Back to back with Batman, The Monkees were also a daily afterschool ritual of my much younger self. I loved the combination of music and silly hijinks. I sort of looked like Mickey Dolenz in my youth — all crazy curly hair and mugging for the camera. The first record I ever owned was the Monkees Greatest Hits, and I remember proudly bringing it to school when I was in the third grade. I haven’t seen any of the old Monkees episodes lately, but I’m afraid I will be disappointed. I’ve since graduated to the Fab Four instead of the Pre-Fab Four. My daughter knows “Last Train to Clarksville,” but she’d rather listen to “Let It Be.” I’m much more interested in reading stories about how the show was created than watching episodes.

I have warm memories of Spider-Man and his Amazing Friends and the various incarnations of the Super Friends. However, I’m deathly afraid if I watch the shows today with my world-weary eyes, I’ll hate it. In fact, I know I’ll hate it. Some things hold up, and some things don’t. The Super Friends cartoon has been available on DVD for quite some time, but I don’t even want to watch it because I know from experience that, seen through adult eyes, it will suck.

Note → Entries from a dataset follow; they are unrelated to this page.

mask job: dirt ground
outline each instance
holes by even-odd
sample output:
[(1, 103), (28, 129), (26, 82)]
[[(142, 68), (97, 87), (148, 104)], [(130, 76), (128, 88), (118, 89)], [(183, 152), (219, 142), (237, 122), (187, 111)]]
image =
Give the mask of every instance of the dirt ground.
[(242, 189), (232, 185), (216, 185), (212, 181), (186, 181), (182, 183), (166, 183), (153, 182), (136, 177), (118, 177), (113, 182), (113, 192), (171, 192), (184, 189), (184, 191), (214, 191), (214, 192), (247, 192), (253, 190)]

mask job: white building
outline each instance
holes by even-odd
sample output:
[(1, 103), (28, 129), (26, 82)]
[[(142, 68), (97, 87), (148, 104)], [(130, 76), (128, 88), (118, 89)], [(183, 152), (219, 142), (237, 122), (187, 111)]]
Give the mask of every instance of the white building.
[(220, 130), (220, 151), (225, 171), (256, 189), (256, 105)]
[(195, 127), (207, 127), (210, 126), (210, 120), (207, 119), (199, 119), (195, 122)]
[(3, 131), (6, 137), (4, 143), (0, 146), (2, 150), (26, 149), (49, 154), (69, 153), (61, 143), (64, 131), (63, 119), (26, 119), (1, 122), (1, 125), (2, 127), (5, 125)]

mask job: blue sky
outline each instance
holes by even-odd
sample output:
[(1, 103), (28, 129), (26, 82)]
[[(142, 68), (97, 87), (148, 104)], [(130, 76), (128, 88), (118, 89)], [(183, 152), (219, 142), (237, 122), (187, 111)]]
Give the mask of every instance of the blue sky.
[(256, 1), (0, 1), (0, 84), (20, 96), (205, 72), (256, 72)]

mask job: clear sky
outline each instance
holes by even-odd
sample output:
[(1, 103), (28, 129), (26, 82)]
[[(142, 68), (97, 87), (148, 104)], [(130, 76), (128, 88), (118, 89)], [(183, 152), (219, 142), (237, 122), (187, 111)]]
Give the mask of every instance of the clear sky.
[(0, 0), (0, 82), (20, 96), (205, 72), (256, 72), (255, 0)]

I loved Ultraman when I was a kid. I have hazy memories of a giant space guy with incredible powers beating up the Godzilla rip-off of the week, and I thought it was the coolest thing ever. I bought the DVD set when it came out and attempted to watch the first two or three episodes. I couldn’t get past everything wrong with it — acting, costumes, the whole premise, for goodness sake. It sucked so bad I let Goodwill have the package. I’m sure someone was happy to buy it.

The sadness I feel at replacing wide-eyed innocence with jaded experience and knowledge is profound but understandable. My ten-year-old self watched The Godfather on TV with my Dad, and I didn’t get it. It was the sanitized television version of The Godfather Parts 1 and 2 recut to chronological order, and I thought it was the most boring thing imaginable. I needed the experience and knowledge to appreciate the work. By that same token, the work I loved as a kid doesn’t cut it anymore as an adult.

Back when my daughter was much younger, we watched the first collection of the Speed Racer cartoon, and it held her attention. We watched it straight through. Sure, the dialogue was borderline unlistenable in places, and Spritle and Chim Chim are still as annoying as, say, Jar Jar Binks in the Star Wars prequels, but the stories were pretty good. Maybe early anime still has some holding power?

My eyes can no longer keep their innocent point of view. I mean, I still want to strangle George Lucas for subjecting me to the antics of Jar Jar Binks. My daughter laughed every time he was on screen.

Today I’m old, crusty, and tired, but what I’d give to be in middle school in the late 70s-early 80s again.